The agreement bolsters start-up Icon's plan to ramp up production to more than 100 units within a year of delivering the first A5 in mid-2013.
Cirrus already makes similar airframes using composite-sandwich production techniques for the SR20 and SR22 at its Grand Forks, North Dakota factory. However, the factory's output has been reduced since the global recession in 2008. Cirrus briefly assembled 16 aircraft per week in Grand Forks, but now builds between six and eight aircraft per week.
"In terms of physical capacity [in Grand Forks] we have the ability to add quite a bit," Cirrus says.
Icon Aircraft |
Cirrus will deliver the composite airframes to Icon's final assembly plant in Tehachapi, California.
The agreement does not address other possible contributions by Cirrus to the A5 programme, such as avionics or the airframe parachute system. But both companies are open to broadening the partnership.

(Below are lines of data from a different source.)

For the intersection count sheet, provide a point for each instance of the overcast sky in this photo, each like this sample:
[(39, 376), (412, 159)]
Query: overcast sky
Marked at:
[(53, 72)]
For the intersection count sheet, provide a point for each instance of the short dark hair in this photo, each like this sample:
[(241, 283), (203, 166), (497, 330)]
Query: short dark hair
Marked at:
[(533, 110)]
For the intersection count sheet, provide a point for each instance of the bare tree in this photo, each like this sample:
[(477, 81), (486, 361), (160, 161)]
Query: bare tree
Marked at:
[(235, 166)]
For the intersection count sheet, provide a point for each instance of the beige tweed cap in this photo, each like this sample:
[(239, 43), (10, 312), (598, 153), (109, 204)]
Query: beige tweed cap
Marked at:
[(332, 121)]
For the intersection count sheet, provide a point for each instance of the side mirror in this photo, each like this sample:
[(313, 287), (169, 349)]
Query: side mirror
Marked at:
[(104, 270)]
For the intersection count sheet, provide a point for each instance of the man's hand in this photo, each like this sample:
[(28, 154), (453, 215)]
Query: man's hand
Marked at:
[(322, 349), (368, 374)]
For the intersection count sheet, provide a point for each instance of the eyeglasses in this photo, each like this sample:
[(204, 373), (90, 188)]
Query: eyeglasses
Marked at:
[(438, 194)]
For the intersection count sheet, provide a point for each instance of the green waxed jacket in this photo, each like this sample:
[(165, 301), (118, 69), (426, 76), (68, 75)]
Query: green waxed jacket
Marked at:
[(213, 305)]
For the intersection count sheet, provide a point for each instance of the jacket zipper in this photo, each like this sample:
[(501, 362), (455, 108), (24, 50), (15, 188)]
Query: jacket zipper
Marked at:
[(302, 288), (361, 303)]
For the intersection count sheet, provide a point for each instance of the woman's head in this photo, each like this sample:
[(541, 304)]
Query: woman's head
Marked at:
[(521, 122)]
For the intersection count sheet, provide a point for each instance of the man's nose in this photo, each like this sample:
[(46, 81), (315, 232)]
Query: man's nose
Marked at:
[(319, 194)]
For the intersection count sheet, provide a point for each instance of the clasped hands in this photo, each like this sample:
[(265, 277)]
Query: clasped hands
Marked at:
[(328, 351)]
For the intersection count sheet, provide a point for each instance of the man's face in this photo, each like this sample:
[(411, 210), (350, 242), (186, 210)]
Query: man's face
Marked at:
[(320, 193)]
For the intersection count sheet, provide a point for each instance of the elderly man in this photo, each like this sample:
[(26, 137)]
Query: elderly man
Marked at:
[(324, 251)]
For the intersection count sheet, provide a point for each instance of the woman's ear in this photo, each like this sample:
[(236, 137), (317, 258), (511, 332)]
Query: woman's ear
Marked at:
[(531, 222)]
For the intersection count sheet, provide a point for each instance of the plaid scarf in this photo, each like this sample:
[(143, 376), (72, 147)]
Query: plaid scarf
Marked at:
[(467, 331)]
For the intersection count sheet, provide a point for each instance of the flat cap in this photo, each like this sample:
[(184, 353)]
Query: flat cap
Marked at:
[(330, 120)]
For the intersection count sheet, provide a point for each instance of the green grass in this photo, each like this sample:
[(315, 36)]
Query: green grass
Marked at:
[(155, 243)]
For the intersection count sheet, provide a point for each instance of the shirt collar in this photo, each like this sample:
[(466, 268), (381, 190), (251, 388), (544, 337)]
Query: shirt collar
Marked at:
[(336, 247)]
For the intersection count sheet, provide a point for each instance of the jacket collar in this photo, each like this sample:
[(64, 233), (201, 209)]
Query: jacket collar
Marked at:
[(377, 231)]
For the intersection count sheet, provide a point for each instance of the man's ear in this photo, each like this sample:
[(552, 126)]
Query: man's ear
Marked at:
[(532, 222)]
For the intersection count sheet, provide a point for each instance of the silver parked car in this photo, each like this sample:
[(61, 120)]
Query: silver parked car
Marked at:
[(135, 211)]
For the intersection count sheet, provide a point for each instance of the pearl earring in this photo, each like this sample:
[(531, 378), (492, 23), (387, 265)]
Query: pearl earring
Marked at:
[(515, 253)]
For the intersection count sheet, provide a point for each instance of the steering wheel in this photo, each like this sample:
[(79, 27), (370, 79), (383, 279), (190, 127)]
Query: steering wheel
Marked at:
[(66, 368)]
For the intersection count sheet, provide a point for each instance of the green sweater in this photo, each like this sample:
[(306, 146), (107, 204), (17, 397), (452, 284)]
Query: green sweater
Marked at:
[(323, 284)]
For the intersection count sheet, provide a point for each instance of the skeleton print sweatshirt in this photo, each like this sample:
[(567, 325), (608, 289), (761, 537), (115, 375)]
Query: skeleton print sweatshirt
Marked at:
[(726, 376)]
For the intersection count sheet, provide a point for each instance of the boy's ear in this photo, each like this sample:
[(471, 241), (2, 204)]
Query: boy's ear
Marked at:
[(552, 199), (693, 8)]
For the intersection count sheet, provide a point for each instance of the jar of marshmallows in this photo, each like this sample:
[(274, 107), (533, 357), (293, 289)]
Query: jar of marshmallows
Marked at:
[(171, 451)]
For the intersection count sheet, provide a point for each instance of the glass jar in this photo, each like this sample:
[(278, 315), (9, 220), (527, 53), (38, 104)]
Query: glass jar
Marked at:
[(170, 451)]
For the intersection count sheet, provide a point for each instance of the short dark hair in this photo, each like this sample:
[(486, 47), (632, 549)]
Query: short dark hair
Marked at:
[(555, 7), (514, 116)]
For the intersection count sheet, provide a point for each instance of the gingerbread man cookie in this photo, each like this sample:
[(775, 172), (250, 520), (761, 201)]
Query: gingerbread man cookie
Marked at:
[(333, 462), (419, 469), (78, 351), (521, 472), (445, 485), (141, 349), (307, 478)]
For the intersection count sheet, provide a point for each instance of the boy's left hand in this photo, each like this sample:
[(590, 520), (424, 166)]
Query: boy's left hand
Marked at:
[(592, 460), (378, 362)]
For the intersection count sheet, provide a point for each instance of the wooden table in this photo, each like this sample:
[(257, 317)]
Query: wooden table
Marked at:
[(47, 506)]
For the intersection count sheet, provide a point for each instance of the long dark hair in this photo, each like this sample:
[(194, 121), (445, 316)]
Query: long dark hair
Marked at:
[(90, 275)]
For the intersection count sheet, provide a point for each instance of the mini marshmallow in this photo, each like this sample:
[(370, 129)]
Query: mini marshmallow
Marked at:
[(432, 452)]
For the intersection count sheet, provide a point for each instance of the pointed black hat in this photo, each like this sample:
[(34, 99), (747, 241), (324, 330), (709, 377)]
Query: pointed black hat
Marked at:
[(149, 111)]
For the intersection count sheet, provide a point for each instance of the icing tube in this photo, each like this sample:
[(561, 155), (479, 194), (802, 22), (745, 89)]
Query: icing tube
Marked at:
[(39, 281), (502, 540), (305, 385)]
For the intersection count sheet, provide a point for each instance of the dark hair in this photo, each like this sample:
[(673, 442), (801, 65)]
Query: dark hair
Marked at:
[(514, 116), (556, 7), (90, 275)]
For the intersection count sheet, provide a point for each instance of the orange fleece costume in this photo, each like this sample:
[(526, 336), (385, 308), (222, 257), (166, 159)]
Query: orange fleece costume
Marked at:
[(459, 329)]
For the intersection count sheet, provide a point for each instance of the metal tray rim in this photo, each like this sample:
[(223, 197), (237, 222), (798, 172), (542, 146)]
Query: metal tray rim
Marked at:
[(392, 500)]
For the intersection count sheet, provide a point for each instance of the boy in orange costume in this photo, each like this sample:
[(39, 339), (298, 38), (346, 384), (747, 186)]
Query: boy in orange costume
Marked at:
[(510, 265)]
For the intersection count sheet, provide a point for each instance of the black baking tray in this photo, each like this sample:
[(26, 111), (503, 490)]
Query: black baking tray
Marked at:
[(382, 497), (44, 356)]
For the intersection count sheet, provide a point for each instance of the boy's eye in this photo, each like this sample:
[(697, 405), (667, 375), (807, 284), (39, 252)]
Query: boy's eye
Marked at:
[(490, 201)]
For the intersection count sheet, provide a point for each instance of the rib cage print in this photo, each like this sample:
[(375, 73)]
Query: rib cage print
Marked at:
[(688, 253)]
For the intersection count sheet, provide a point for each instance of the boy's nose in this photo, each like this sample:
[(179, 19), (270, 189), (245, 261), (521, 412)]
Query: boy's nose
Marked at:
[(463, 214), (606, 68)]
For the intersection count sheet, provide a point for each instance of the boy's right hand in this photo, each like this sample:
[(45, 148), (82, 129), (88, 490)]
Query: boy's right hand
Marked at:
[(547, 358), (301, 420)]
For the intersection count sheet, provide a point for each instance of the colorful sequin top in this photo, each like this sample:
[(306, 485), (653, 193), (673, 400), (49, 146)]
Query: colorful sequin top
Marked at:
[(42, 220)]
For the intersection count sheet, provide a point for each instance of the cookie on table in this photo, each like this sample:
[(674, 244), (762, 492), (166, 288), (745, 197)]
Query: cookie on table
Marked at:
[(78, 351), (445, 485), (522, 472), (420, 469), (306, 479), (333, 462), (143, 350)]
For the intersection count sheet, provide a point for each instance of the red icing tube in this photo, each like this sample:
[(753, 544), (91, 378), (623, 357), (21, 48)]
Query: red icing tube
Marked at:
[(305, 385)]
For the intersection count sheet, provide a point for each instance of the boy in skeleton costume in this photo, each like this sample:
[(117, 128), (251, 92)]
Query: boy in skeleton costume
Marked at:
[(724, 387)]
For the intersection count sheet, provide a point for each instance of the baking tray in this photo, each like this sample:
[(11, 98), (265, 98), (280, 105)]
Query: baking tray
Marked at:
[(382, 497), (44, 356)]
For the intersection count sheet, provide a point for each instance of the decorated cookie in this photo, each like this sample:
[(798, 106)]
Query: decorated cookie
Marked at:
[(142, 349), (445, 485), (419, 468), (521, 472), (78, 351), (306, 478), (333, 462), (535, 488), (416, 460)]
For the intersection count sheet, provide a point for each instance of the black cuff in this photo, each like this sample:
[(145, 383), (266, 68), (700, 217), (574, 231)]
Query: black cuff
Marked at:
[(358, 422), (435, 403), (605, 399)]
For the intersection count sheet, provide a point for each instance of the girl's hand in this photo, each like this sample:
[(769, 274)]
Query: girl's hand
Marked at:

"The core capabilities of Icon and Cirrus are highly complementary, and this new pairing creates extraordinary potential for the future of aviation," Kirk Hawkins, founder and chief executive of Icon, said in a statement.
Cirrus agrees that the relationship on the A5 could be expanded over time.
"As the partnership matures there are other areas that can be explored by both companies, but we need to walk before we run," Cirrus says. "We share a point of view about aviation growth, advancing materials and innovation."
Icon expects to begin building the first production airframe by the end of the year - more than three years behind the original schedule. The same global recession that struck Cirrus affected sources of start-up financing for Icon.
The company started to climb out of its financial hole last year, closing a round of financing worth up to $25 million.